Waste

2020 Tokyo Olympics will recycle e-waste to make medals

For the first time in the history of Olympics, medals will be made from metal recovered from old cell phones and laptops

 
Published: Monday 18 February 2019

The 2020 Olympic and Paralympic games in Tokyo will promote recycling and reuse of waste. For the first time in the history of the Olympic games, the medals that will be awarded will be made from metal recovered from old cell phones and laptops. In 2017, the organising committee for the games initiated a project to collect old cell phones and laptops from these metals could be recovered.

For this project to be successful, the organisers would have to collect 30.3 kg of gold, 4100 kg of silver and 2700 kg of bronze. The organising committee has nearly met its targets. In June 2018, they managed to procure all the metal for their bronze medals. An by the end of 2018, the organisers had managed to procure 85 per cent of their silver and 90 per cent of their gold requirements.

By November 2018, the municipal authorities had managed to collect about 47,488 tonnes of e-waste, while a local Tokyo network provider had collected another five million end of life phones. The organisers are now confident that the remaining metal will be procured by the end of March 2019.

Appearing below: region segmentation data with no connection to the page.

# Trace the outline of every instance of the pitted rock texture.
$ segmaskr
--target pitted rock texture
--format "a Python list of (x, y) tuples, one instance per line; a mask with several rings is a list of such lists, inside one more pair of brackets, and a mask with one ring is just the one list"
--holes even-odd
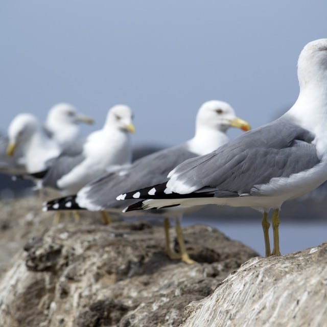
[(185, 309), (181, 327), (327, 325), (327, 243), (255, 258)]
[(52, 225), (48, 217), (49, 225), (28, 234), (3, 273), (1, 326), (178, 326), (185, 307), (257, 255), (214, 228), (195, 225), (183, 228), (186, 248), (198, 262), (188, 265), (167, 257), (159, 221), (105, 226), (94, 216)]

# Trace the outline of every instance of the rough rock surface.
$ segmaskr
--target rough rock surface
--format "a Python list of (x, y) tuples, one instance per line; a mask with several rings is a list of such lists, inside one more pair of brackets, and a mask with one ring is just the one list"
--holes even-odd
[(2, 250), (10, 240), (16, 245), (13, 258), (2, 262), (0, 326), (178, 326), (188, 305), (256, 255), (196, 225), (183, 229), (199, 263), (188, 265), (166, 257), (159, 222), (104, 226), (87, 214), (78, 223), (53, 226), (52, 215), (39, 212), (40, 202), (21, 200), (2, 211)]
[(185, 312), (182, 327), (326, 326), (327, 243), (252, 259)]

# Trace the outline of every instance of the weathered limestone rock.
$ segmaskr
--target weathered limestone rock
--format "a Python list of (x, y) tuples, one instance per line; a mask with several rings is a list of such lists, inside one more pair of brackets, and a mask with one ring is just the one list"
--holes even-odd
[(185, 315), (182, 327), (327, 325), (327, 243), (251, 259)]
[(167, 258), (159, 222), (104, 226), (96, 216), (53, 226), (51, 215), (45, 222), (40, 213), (27, 220), (27, 213), (15, 212), (17, 220), (4, 219), (3, 247), (8, 232), (25, 245), (2, 270), (0, 326), (178, 326), (188, 305), (257, 255), (214, 228), (193, 226), (184, 238), (199, 263), (188, 265)]

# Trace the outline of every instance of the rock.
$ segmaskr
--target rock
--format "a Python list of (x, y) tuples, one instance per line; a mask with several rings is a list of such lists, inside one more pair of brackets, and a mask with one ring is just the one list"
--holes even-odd
[(182, 327), (327, 324), (327, 243), (284, 256), (255, 258), (214, 292), (189, 305)]
[[(190, 256), (199, 262), (188, 265), (166, 256), (160, 225), (104, 226), (97, 216), (54, 226), (35, 219), (43, 228), (25, 231), (24, 250), (3, 272), (1, 326), (178, 325), (186, 306), (257, 255), (214, 228), (195, 225), (183, 229)], [(19, 221), (12, 224), (31, 226)]]

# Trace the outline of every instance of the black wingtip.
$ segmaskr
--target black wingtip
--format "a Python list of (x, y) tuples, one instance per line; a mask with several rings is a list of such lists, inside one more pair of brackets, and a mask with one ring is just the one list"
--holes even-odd
[(139, 201), (136, 203), (133, 203), (133, 204), (131, 204), (129, 205), (128, 207), (125, 208), (123, 211), (123, 213), (128, 213), (130, 211), (135, 211), (136, 210), (143, 210), (143, 201)]
[(59, 210), (82, 210), (76, 202), (76, 196), (70, 195), (58, 199), (51, 200), (43, 203), (43, 211), (54, 211)]

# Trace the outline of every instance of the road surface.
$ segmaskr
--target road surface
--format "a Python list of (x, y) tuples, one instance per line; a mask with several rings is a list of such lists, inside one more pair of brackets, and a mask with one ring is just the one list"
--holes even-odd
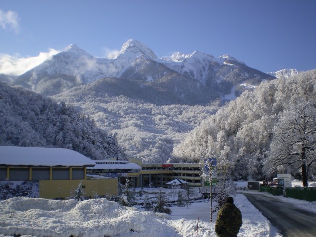
[(285, 237), (316, 237), (316, 214), (273, 197), (242, 193)]

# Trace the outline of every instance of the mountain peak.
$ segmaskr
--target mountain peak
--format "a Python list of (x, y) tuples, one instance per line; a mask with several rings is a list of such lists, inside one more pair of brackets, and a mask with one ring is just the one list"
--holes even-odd
[(68, 52), (73, 54), (88, 54), (88, 53), (83, 49), (80, 48), (76, 44), (70, 44), (69, 46), (66, 47), (64, 52)]
[(145, 56), (152, 58), (156, 58), (156, 55), (154, 52), (145, 45), (138, 41), (131, 39), (125, 43), (120, 51), (118, 54), (118, 56), (123, 54), (133, 54), (137, 56)]

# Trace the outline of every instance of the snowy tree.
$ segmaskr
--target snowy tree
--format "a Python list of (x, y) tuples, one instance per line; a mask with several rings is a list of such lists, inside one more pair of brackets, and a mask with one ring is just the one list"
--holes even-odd
[(77, 201), (84, 200), (84, 191), (82, 189), (82, 182), (80, 182), (74, 191), (74, 199)]
[(133, 206), (135, 205), (135, 194), (132, 187), (131, 181), (127, 178), (119, 200), (119, 203), (121, 206)]
[(210, 185), (210, 221), (213, 222), (213, 181), (216, 177), (216, 167), (217, 166), (215, 158), (205, 158), (200, 163), (201, 176)]
[(146, 195), (145, 196), (143, 207), (146, 211), (149, 211), (153, 208), (153, 203), (150, 201), (148, 195)]
[(192, 204), (190, 197), (193, 195), (193, 190), (189, 186), (187, 185), (184, 190), (184, 204), (187, 206), (187, 208), (189, 208), (189, 206)]
[(298, 102), (281, 115), (265, 165), (267, 174), (299, 170), (308, 187), (309, 170), (316, 162), (316, 109), (310, 102)]
[(184, 206), (184, 198), (181, 191), (178, 191), (178, 200), (177, 200), (177, 205), (178, 206)]

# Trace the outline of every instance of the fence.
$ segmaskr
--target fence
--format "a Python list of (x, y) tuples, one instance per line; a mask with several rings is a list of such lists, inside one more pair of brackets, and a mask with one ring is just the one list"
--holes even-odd
[(260, 185), (259, 187), (260, 192), (266, 192), (270, 193), (273, 195), (283, 195), (283, 188), (278, 187), (268, 187), (264, 185)]
[(286, 188), (284, 194), (286, 198), (308, 201), (316, 201), (316, 188)]

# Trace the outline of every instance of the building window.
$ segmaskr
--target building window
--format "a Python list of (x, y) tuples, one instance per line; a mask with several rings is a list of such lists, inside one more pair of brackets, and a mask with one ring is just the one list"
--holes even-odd
[(49, 180), (49, 168), (32, 169), (32, 180)]
[(0, 180), (6, 179), (6, 168), (0, 168)]
[(71, 171), (71, 179), (84, 179), (84, 170), (83, 169), (75, 169), (73, 168)]
[(53, 180), (69, 179), (69, 170), (68, 168), (53, 168)]
[(29, 180), (29, 169), (10, 169), (10, 180)]

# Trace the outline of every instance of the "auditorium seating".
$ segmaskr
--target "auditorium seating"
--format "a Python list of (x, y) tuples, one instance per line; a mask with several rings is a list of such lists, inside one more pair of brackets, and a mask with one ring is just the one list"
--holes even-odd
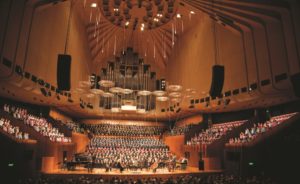
[(52, 142), (71, 142), (70, 137), (65, 137), (63, 133), (57, 128), (54, 128), (45, 118), (30, 114), (24, 108), (4, 104), (3, 110), (11, 114), (15, 119), (21, 120), (25, 125), (30, 126)]
[(125, 168), (149, 168), (173, 156), (161, 140), (149, 137), (94, 137), (87, 153), (99, 167), (106, 168), (118, 163)]
[(0, 119), (0, 130), (1, 132), (11, 135), (16, 139), (28, 140), (29, 134), (22, 132), (19, 127), (10, 124), (10, 120), (1, 118)]
[(168, 178), (158, 177), (147, 177), (142, 179), (137, 179), (133, 177), (126, 176), (126, 178), (113, 177), (105, 179), (103, 177), (92, 177), (92, 176), (43, 176), (37, 179), (26, 179), (20, 180), (19, 184), (35, 184), (39, 181), (41, 184), (45, 183), (61, 183), (61, 184), (84, 184), (84, 183), (95, 183), (95, 184), (275, 184), (270, 178), (266, 176), (249, 176), (249, 177), (239, 177), (236, 175), (229, 174), (208, 174), (203, 176), (195, 175), (185, 175), (185, 176), (174, 176)]
[(165, 127), (162, 126), (137, 126), (109, 123), (86, 125), (85, 128), (96, 135), (114, 136), (159, 136), (165, 130)]
[(226, 123), (213, 124), (210, 128), (202, 130), (198, 135), (187, 141), (187, 145), (208, 145), (217, 139), (225, 136), (227, 132), (233, 130), (236, 127), (241, 126), (246, 120), (233, 121)]
[(167, 132), (167, 135), (183, 135), (193, 127), (195, 127), (195, 125), (175, 126)]
[(271, 131), (273, 128), (275, 128), (276, 126), (278, 126), (279, 124), (283, 123), (284, 121), (296, 114), (297, 113), (289, 113), (274, 116), (269, 121), (254, 124), (253, 127), (251, 127), (250, 129), (246, 129), (244, 132), (241, 132), (239, 137), (230, 138), (228, 143), (229, 145), (236, 145), (252, 142), (257, 138), (257, 136)]

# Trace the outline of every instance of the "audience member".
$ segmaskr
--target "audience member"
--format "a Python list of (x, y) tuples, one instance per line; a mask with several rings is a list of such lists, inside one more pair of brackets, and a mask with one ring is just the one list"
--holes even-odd
[(239, 137), (230, 138), (229, 144), (243, 144), (253, 141), (258, 135), (263, 134), (277, 125), (281, 124), (285, 120), (294, 116), (296, 113), (284, 114), (280, 116), (272, 117), (269, 121), (264, 123), (254, 124), (250, 129), (246, 129), (244, 132), (241, 132)]

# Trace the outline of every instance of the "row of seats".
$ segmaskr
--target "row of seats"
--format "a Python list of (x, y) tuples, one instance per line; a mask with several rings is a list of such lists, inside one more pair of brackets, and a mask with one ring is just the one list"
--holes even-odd
[(67, 126), (69, 130), (77, 133), (84, 133), (84, 128), (80, 126), (79, 123), (74, 121), (62, 122), (63, 125)]
[(20, 131), (20, 128), (10, 124), (10, 120), (8, 120), (8, 119), (4, 119), (4, 118), (0, 119), (0, 129), (2, 129), (6, 133), (12, 135), (16, 139), (20, 139), (20, 140), (28, 140), (29, 139), (28, 133)]
[(227, 132), (231, 131), (232, 129), (241, 126), (243, 123), (245, 123), (246, 120), (241, 121), (233, 121), (233, 122), (226, 122), (226, 123), (219, 123), (219, 124), (213, 124), (210, 128), (203, 130), (198, 135), (195, 135), (193, 138), (191, 138), (190, 141), (187, 141), (187, 145), (199, 145), (201, 144), (211, 144), (217, 139), (220, 139), (224, 135), (226, 135)]
[(95, 163), (105, 168), (118, 167), (120, 163), (125, 168), (149, 168), (174, 156), (159, 139), (135, 137), (94, 137), (87, 153)]
[(195, 125), (175, 126), (167, 132), (167, 135), (183, 135), (191, 130), (194, 126)]
[(254, 124), (250, 129), (247, 128), (245, 131), (241, 132), (239, 137), (230, 138), (228, 143), (230, 145), (249, 143), (253, 141), (258, 135), (272, 130), (274, 127), (278, 126), (279, 124), (296, 114), (297, 113), (289, 113), (280, 116), (274, 116), (269, 121)]
[(52, 126), (51, 123), (47, 122), (45, 118), (37, 117), (33, 114), (28, 113), (24, 108), (16, 107), (13, 105), (5, 104), (3, 110), (14, 118), (21, 120), (24, 124), (32, 127), (35, 131), (41, 135), (49, 138), (53, 142), (71, 142), (70, 137), (65, 137), (63, 133)]
[(138, 126), (121, 124), (97, 124), (86, 125), (85, 128), (96, 135), (114, 136), (154, 136), (161, 135), (165, 131), (162, 126)]
[(112, 177), (110, 179), (103, 179), (99, 177), (89, 177), (89, 176), (80, 176), (80, 177), (40, 177), (37, 179), (24, 179), (19, 181), (19, 184), (46, 184), (46, 183), (60, 183), (60, 184), (274, 184), (270, 178), (266, 176), (251, 176), (251, 177), (240, 177), (237, 175), (229, 174), (208, 174), (202, 176), (174, 176), (169, 178), (160, 178), (160, 177), (145, 177), (143, 179), (136, 178), (118, 178)]

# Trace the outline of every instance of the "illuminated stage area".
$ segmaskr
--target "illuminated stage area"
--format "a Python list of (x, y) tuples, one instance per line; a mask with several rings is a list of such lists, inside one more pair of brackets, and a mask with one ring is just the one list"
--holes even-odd
[(299, 183), (300, 0), (0, 12), (1, 184)]
[(154, 173), (150, 170), (143, 169), (141, 170), (125, 170), (122, 173), (118, 169), (112, 169), (112, 171), (105, 172), (105, 169), (93, 169), (93, 172), (88, 172), (86, 168), (76, 168), (75, 171), (66, 171), (66, 170), (56, 170), (54, 172), (47, 172), (43, 173), (49, 177), (59, 176), (59, 177), (69, 177), (69, 176), (89, 176), (89, 177), (102, 177), (104, 179), (111, 179), (114, 177), (118, 178), (133, 178), (133, 179), (140, 179), (140, 178), (162, 178), (167, 179), (170, 177), (179, 177), (179, 176), (206, 176), (210, 174), (220, 174), (222, 170), (205, 170), (199, 171), (198, 168), (195, 167), (187, 167), (186, 170), (175, 170), (175, 171), (168, 171), (168, 169), (157, 169)]

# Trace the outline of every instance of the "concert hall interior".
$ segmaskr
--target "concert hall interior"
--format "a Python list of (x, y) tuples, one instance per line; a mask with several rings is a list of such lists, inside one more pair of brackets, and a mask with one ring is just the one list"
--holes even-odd
[(297, 0), (1, 0), (0, 183), (299, 183)]

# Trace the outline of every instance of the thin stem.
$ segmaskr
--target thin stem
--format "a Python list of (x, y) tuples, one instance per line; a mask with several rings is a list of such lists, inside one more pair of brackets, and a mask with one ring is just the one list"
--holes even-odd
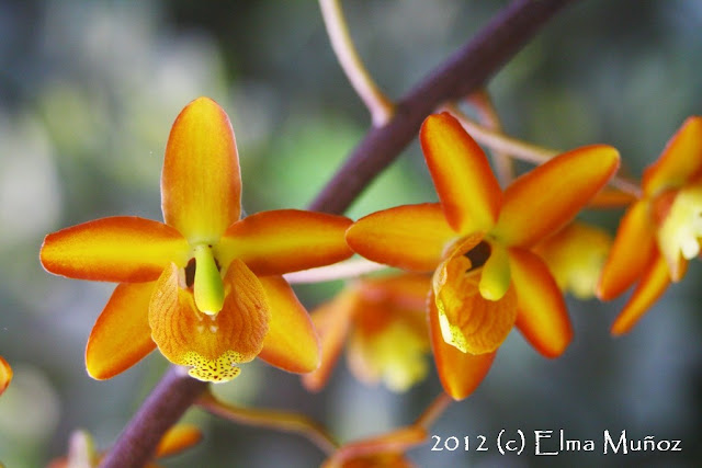
[[(519, 140), (517, 138), (509, 137), (500, 132), (491, 130), (489, 128), (479, 125), (471, 119), (455, 105), (444, 106), (451, 114), (453, 114), (463, 128), (479, 144), (490, 147), (495, 150), (502, 151), (511, 155), (514, 158), (522, 161), (533, 162), (535, 164), (542, 164), (548, 161), (551, 158), (559, 155), (563, 151), (554, 149), (542, 148), (536, 145), (531, 145)], [(636, 198), (642, 196), (641, 189), (634, 182), (627, 181), (620, 176), (613, 176), (610, 179), (609, 184), (613, 187), (627, 193)]]
[(387, 269), (387, 265), (371, 262), (365, 259), (350, 259), (344, 262), (335, 263), (333, 265), (287, 273), (284, 274), (283, 277), (291, 284), (321, 283), (352, 278), (383, 269)]
[(210, 391), (200, 397), (196, 404), (207, 412), (237, 423), (298, 433), (326, 454), (331, 454), (339, 447), (321, 424), (304, 414), (235, 407), (217, 400)]
[(393, 117), (373, 127), (310, 204), (310, 209), (343, 213), (417, 136), (441, 104), (484, 85), (563, 7), (575, 0), (518, 0), (498, 13), (472, 41), (397, 102)]
[(154, 457), (159, 441), (207, 388), (182, 367), (170, 367), (126, 425), (101, 468), (141, 467)]
[(373, 125), (383, 126), (393, 115), (393, 103), (380, 90), (361, 61), (349, 34), (340, 0), (319, 0), (321, 16), (339, 65), (351, 85), (371, 112)]

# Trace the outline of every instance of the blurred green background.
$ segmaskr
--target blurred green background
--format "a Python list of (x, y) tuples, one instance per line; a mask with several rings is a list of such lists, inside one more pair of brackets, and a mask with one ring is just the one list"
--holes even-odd
[[(346, 1), (352, 35), (390, 96), (406, 92), (506, 1)], [(702, 3), (587, 0), (553, 21), (489, 84), (508, 133), (555, 148), (618, 147), (638, 176), (682, 121), (702, 107)], [(192, 99), (229, 113), (244, 206), (302, 208), (363, 136), (369, 117), (331, 53), (315, 1), (0, 0), (0, 355), (13, 366), (0, 398), (0, 460), (39, 467), (70, 432), (107, 447), (166, 368), (154, 353), (109, 381), (84, 372), (83, 350), (113, 285), (45, 273), (49, 231), (97, 217), (160, 219), (159, 173), (170, 125)], [(434, 201), (418, 146), (349, 216)], [(590, 215), (613, 231), (621, 212)], [(546, 361), (512, 333), (476, 393), (432, 433), (564, 429), (598, 453), (535, 457), (410, 452), (419, 466), (699, 466), (702, 460), (701, 270), (672, 286), (622, 339), (609, 326), (623, 300), (570, 300), (576, 338)], [(310, 308), (339, 285), (299, 288)], [(440, 390), (408, 393), (356, 383), (341, 363), (308, 395), (297, 376), (253, 363), (216, 390), (230, 401), (298, 410), (347, 441), (410, 423)], [(322, 454), (291, 434), (191, 410), (204, 442), (169, 467), (312, 467)], [(681, 453), (599, 455), (604, 430), (682, 440)]]

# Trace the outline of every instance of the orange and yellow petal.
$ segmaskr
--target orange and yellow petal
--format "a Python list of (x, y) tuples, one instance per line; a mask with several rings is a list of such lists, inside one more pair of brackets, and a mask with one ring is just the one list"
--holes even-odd
[(355, 221), (347, 231), (351, 249), (374, 262), (431, 272), (456, 233), (435, 203), (397, 206)]
[(199, 98), (176, 118), (166, 146), (161, 208), (166, 224), (193, 243), (215, 243), (239, 219), (241, 175), (227, 114)]
[(490, 370), (496, 352), (469, 354), (448, 344), (439, 324), (439, 310), (433, 294), (429, 295), (429, 336), (437, 363), (439, 379), (446, 393), (454, 400), (463, 400), (480, 385)]
[(280, 275), (329, 265), (353, 254), (344, 240), (351, 220), (299, 209), (276, 209), (231, 225), (215, 255), (224, 265), (239, 259), (257, 275)]
[(600, 299), (610, 300), (624, 293), (650, 262), (655, 238), (649, 210), (649, 204), (639, 201), (622, 217), (597, 286)]
[(120, 216), (46, 236), (39, 258), (57, 275), (132, 283), (158, 278), (171, 262), (184, 266), (189, 250), (188, 241), (162, 222)]
[(12, 367), (0, 356), (0, 395), (4, 392), (10, 383), (12, 381)]
[(157, 281), (149, 307), (152, 340), (170, 362), (190, 366), (192, 377), (231, 380), (240, 372), (236, 365), (263, 347), (270, 311), (261, 282), (244, 262), (233, 261), (224, 278), (224, 306), (212, 316), (197, 310), (182, 283), (174, 264)]
[(642, 178), (647, 195), (676, 189), (702, 174), (702, 117), (688, 117)]
[(331, 301), (322, 304), (312, 312), (312, 320), (319, 333), (321, 362), (316, 370), (303, 376), (303, 385), (308, 390), (319, 391), (327, 385), (341, 354), (358, 305), (358, 293), (344, 289)]
[(602, 229), (576, 221), (540, 242), (534, 252), (546, 262), (561, 290), (588, 299), (595, 296), (611, 243)]
[(618, 168), (614, 148), (593, 145), (521, 175), (505, 191), (495, 237), (508, 246), (533, 246), (570, 221)]
[(282, 276), (261, 276), (271, 320), (259, 357), (291, 373), (319, 366), (319, 340), (305, 307)]
[(479, 293), (480, 271), (464, 255), (445, 260), (433, 277), (433, 295), (443, 339), (463, 353), (494, 352), (517, 319), (517, 296), (508, 288), (499, 300)]
[(573, 340), (573, 327), (558, 285), (535, 253), (512, 248), (509, 261), (519, 301), (517, 328), (541, 354), (559, 356)]
[(451, 227), (462, 233), (489, 230), (500, 213), (502, 191), (483, 149), (448, 113), (427, 117), (419, 138)]
[(670, 284), (670, 273), (668, 264), (660, 254), (655, 254), (650, 260), (641, 282), (634, 289), (632, 297), (624, 306), (624, 309), (612, 323), (613, 335), (627, 333), (653, 304), (666, 292)]
[(202, 441), (202, 431), (192, 424), (177, 424), (169, 429), (156, 447), (156, 457), (180, 454)]
[(122, 283), (112, 293), (86, 347), (86, 368), (92, 378), (114, 377), (156, 349), (148, 312), (154, 287), (155, 282)]

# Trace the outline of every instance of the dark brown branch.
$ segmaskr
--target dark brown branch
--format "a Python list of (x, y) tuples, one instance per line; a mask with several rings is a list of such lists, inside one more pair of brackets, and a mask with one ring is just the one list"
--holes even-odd
[(397, 103), (393, 118), (373, 127), (309, 205), (341, 214), (365, 186), (417, 136), (422, 121), (441, 104), (485, 84), (540, 27), (573, 0), (519, 0), (496, 15), (472, 41)]
[(101, 468), (137, 468), (151, 459), (159, 441), (207, 388), (171, 367), (122, 431)]
[[(372, 128), (347, 162), (310, 204), (310, 209), (343, 213), (419, 132), (423, 118), (448, 101), (464, 98), (495, 73), (561, 8), (573, 0), (518, 0), (403, 98), (384, 126)], [(206, 385), (171, 368), (124, 429), (103, 468), (144, 466), (166, 431)]]

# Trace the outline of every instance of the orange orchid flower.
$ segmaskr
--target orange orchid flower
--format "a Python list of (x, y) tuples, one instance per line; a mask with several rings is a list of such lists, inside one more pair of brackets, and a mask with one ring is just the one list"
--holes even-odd
[(595, 296), (611, 244), (604, 230), (575, 221), (540, 242), (534, 252), (546, 262), (561, 290), (589, 299)]
[(317, 391), (327, 384), (348, 335), (349, 367), (359, 380), (372, 385), (382, 379), (394, 391), (420, 381), (428, 370), (430, 287), (427, 275), (361, 278), (313, 311), (321, 363), (302, 376), (305, 387)]
[(112, 217), (46, 237), (47, 271), (120, 283), (88, 340), (92, 377), (110, 378), (155, 346), (201, 380), (229, 380), (256, 356), (290, 372), (317, 367), (309, 317), (280, 275), (349, 258), (351, 221), (293, 209), (241, 218), (240, 197), (229, 118), (200, 98), (166, 147), (165, 224)]
[[(196, 445), (202, 440), (202, 432), (191, 424), (178, 424), (163, 434), (156, 447), (154, 458), (165, 458), (177, 455)], [(86, 431), (75, 431), (68, 443), (68, 456), (59, 457), (48, 464), (48, 468), (98, 467), (104, 457), (98, 452), (92, 436)], [(147, 468), (158, 468), (148, 464)]]
[(702, 237), (702, 116), (689, 117), (642, 179), (643, 195), (626, 210), (598, 285), (600, 299), (638, 282), (612, 324), (629, 332), (700, 254)]
[(532, 248), (604, 186), (619, 153), (603, 145), (579, 148), (502, 192), (480, 147), (450, 114), (429, 116), (420, 141), (440, 203), (369, 215), (349, 228), (347, 241), (372, 261), (434, 271), (434, 358), (444, 389), (461, 399), (483, 379), (514, 324), (543, 355), (565, 351), (573, 335), (565, 303)]
[(4, 357), (0, 356), (0, 395), (8, 389), (8, 386), (12, 381), (12, 367), (4, 359)]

Electronic items like cell phones and laptops contain precious metals in their circuits and mother boards. It is estimated that about 300 grams of gold can be obtained from a tonne of old cell phones. Similarly, to get one gram of silver, three cell phones will have to recycled. The UN has warned that more than 40 million tonnes of E-waste is produced every year, but less than 20 per cent of this waste is recycled. Most this waste are disposed off in municipal landfills or shipped to developing countries.

A similar exercise was also done during the 2016 Olympic Games in Rio. Silver and Bronze medals at Rio contained 30 per cent of recycled metal.